Clausewitz (Livre I, Chap. 1, § 15 et 16)
Nous avions laissé Clausewitz vouloir nous expliquer pourquoi la guerre suspend, parfois, les opérations. Une longue démonstration va suivre en effet, du § 15 au § 22, pour justifier que la guerre est un libre jeu de l’esprit. Mais pour cela, CVC a besoin de deux § où il va exposer la notion de polarité.
Le § 15 s’intitule « Où on prend en compte le principe de polarité »
Le § 16 s’intitule « L’attaque et la défense sont de nature différente et de forces inégales, elles ne sont donc pas des pôles opposés ».
Paragraphe 15
C’est un exposé succinct de ce principe que veut faire CVC ici, puisqu’il précise qu’il y consacrera un chapitre entier ultérieurement. L’idée est simple : jusqu’ici, on supposait la symétrie des intérêts des adversaires, ce qui pouvait supposer une certaine polarité : comme si les deux voulaient la même chose. Or, « dans une bataille, chacun des deux camps veut triompher : c’est là une polarité véritable car la victoire de l’un anéantit l’autre ».

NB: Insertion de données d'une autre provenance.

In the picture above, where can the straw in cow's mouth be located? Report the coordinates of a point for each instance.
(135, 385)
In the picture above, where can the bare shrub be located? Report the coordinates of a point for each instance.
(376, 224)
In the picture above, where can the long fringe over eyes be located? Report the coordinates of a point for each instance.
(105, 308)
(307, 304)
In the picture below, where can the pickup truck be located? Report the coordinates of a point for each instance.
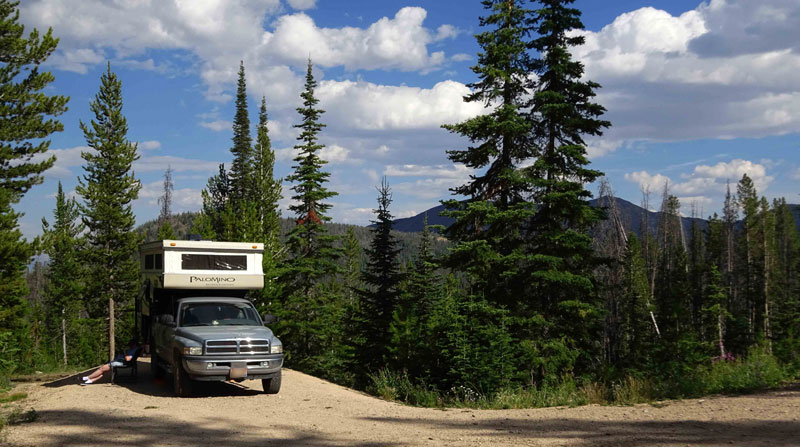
(216, 338)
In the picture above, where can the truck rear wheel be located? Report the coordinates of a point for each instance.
(273, 385)
(181, 383)
(155, 365)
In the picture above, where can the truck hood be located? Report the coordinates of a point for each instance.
(204, 333)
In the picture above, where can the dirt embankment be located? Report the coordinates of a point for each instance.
(311, 412)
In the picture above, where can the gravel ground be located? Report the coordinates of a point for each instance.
(312, 412)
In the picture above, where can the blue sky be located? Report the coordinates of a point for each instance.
(698, 93)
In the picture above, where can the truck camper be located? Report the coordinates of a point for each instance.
(193, 312)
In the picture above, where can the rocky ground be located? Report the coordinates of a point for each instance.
(312, 412)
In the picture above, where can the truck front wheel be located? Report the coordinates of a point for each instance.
(155, 365)
(181, 383)
(273, 385)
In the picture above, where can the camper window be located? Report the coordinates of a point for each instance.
(213, 262)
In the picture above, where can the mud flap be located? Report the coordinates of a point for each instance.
(238, 370)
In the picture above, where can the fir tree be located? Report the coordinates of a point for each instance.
(165, 201)
(26, 112)
(27, 119)
(241, 177)
(108, 189)
(266, 195)
(382, 278)
(66, 275)
(307, 305)
(487, 230)
(312, 251)
(562, 113)
(638, 328)
(15, 254)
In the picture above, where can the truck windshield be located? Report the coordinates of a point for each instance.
(218, 314)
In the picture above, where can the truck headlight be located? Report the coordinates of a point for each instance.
(193, 350)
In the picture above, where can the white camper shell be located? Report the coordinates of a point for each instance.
(202, 265)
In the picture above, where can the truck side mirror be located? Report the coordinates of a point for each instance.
(168, 320)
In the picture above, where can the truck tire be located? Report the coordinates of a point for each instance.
(155, 365)
(273, 385)
(181, 383)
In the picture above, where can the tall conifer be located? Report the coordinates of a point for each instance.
(563, 113)
(242, 149)
(108, 189)
(63, 243)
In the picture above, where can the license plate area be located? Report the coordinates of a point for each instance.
(238, 370)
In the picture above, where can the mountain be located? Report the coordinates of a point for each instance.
(631, 215)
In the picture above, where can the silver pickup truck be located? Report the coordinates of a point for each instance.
(216, 338)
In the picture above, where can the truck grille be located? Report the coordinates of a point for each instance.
(233, 347)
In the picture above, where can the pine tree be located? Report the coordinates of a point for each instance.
(27, 119)
(488, 229)
(638, 326)
(66, 275)
(108, 189)
(241, 177)
(382, 277)
(26, 112)
(562, 113)
(15, 254)
(410, 348)
(307, 304)
(215, 219)
(266, 194)
(749, 270)
(716, 308)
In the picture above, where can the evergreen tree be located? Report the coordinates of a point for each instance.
(638, 327)
(562, 112)
(716, 309)
(307, 304)
(165, 201)
(108, 189)
(786, 287)
(27, 119)
(382, 277)
(267, 193)
(215, 221)
(487, 231)
(410, 348)
(64, 290)
(26, 112)
(749, 269)
(15, 254)
(241, 178)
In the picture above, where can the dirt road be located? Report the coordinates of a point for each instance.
(312, 412)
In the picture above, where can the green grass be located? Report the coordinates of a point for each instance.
(757, 371)
(12, 397)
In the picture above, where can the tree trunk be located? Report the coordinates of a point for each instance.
(111, 347)
(64, 336)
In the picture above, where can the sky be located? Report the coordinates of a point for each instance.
(698, 93)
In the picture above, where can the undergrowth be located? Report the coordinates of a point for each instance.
(756, 371)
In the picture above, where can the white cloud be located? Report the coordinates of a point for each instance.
(369, 106)
(396, 43)
(149, 145)
(647, 181)
(217, 125)
(336, 154)
(302, 4)
(446, 32)
(183, 199)
(178, 164)
(705, 179)
(724, 70)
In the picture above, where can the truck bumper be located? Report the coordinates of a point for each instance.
(224, 368)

Rien de bien compliqué jusque là. Clausewitz ajoute alors : « mais si nous parlons de deux choses différentes, qui possèdent un tiers terme en commun, ce ne sont pas ces choses mais leur rapports, qui entrent en polarité ».
On reste interdit devant cette phrase, que l’on a du mal à saisir. C’est pourquoi il faut passer au § suivant, qui va l’expliciter, en évoquant les notions d’attaque et de défense.
Paragraphe 16
En effet, « l’activité guerrière se divise en deux formes, l’attaque et la défense, dont nous montrerons par la suite qu’elles sont très différentes et de forces inégales ». Encore une fois, CVC est obligé de reporter des développements pour aller immédiatement à la conclusion qui lui sert ici, nécessaire dans ce chapitre sur la nature de la guerre.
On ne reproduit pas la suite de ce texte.